What is Capture?

When a declaration or definition prevents the compiler from correctly resolving a reference in another scope, the declaration or definition is said to capture the reference. Capture is usually the result of migration or schema evolution.

Topics

Note:

Same-scope and inner capture occur only in SQL scope.

Outer Capture

Outer capture occurs when a name in an inner scope, which had resolved to an item in an inner scope, now resolves to an item in an outer scope.
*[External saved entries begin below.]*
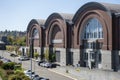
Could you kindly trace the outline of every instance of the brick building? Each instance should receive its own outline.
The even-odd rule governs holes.
[[[27,46],[34,52],[49,49],[56,62],[82,67],[120,68],[120,5],[89,2],[72,14],[53,13],[47,20],[33,19],[27,28]]]

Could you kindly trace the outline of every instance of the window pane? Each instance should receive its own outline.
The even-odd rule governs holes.
[[[83,39],[103,38],[103,28],[97,18],[88,20],[82,36]]]

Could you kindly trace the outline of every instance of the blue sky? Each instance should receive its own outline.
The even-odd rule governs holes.
[[[75,14],[91,1],[120,4],[120,0],[0,0],[0,31],[25,31],[31,19],[47,19],[54,12]]]

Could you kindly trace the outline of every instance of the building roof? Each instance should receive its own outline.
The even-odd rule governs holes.
[[[65,20],[72,20],[73,14],[68,14],[68,13],[58,13],[61,15]]]
[[[44,27],[45,20],[43,19],[32,19],[27,27],[27,31],[29,31],[29,29],[34,25],[34,24],[38,24],[40,27]]]
[[[68,14],[68,13],[52,13],[46,20],[45,22],[45,27],[48,26],[49,22],[53,19],[61,19],[64,20],[65,22],[72,21],[73,14]]]
[[[120,4],[100,3],[105,6],[111,13],[120,12]]]
[[[84,4],[82,7],[80,7],[77,12],[75,13],[73,17],[73,21],[76,21],[78,18],[79,14],[82,13],[84,10],[88,8],[98,8],[101,10],[104,10],[108,13],[108,15],[111,16],[112,13],[120,13],[120,4],[110,4],[110,3],[98,3],[98,2],[88,2]]]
Both PL/SQL and SQL are designed to prevent outer capture; you need not be careful to avoid it.

Same-Scope Capture

Same-scope capture occurs when a column is added to one of two tables used in a join, and the new column has the same name as a column in the other table. When only one table had a column with that name, the name could appear in the join unqualified. Now, to avoid same-scope capture, you must qualify the column name with the appropriate table name, everywhere that the column name appears in the join.

Inner Capture

Inner capture occurs when a name in an inner scope, which had resolved to an item in an outer scope, now either resolves to an item in an inner scope or cannot be resolved. In the first case, the result might change. In the second case, an error occurs.

In Example B-6, a new column captures a reference to an old column with the same name. Before new column col2 is added to table tab2, col2 resolves to tab1.col2; afterward, it resolves to tab2.col2.

To avoid inner capture, follow the rules in "Avoiding Inner Capture in SELECT and DML Statements".

Example B-6 Inner Capture of Column Reference

Table tab1 has a column named col2, but table tab2 does not:

DROP TABLE tab1;
CREATE TABLE tab1 (col1 NUMBER, col2 NUMBER);
INSERT INTO tab1 (col1, col2) VALUES (100, 10);

DROP TABLE tab2;
CREATE TABLE tab2 (col1 NUMBER);
INSERT INTO tab2 (col1) VALUES (100);

Therefore, in the inner SELECT statement, the reference to col2 resolves to column tab1.col2:

CREATE OR REPLACE PROCEDURE proc AUTHID DEFINER AS
  CURSOR c1 IS
    SELECT * FROM tab1
    WHERE EXISTS (SELECT * FROM tab2 WHERE col2 = 10);
BEGIN
  OPEN c1;
  CLOSE c1;
END;
/

Add a column named col2 to table tab2:

ALTER TABLE tab2 ADD (col2 NUMBER);

Now procedure proc is invalid. At its next invocation, the database automatically recompiles it, and the reference to col2 in the inner SELECT statement resolves to column tab2.col2.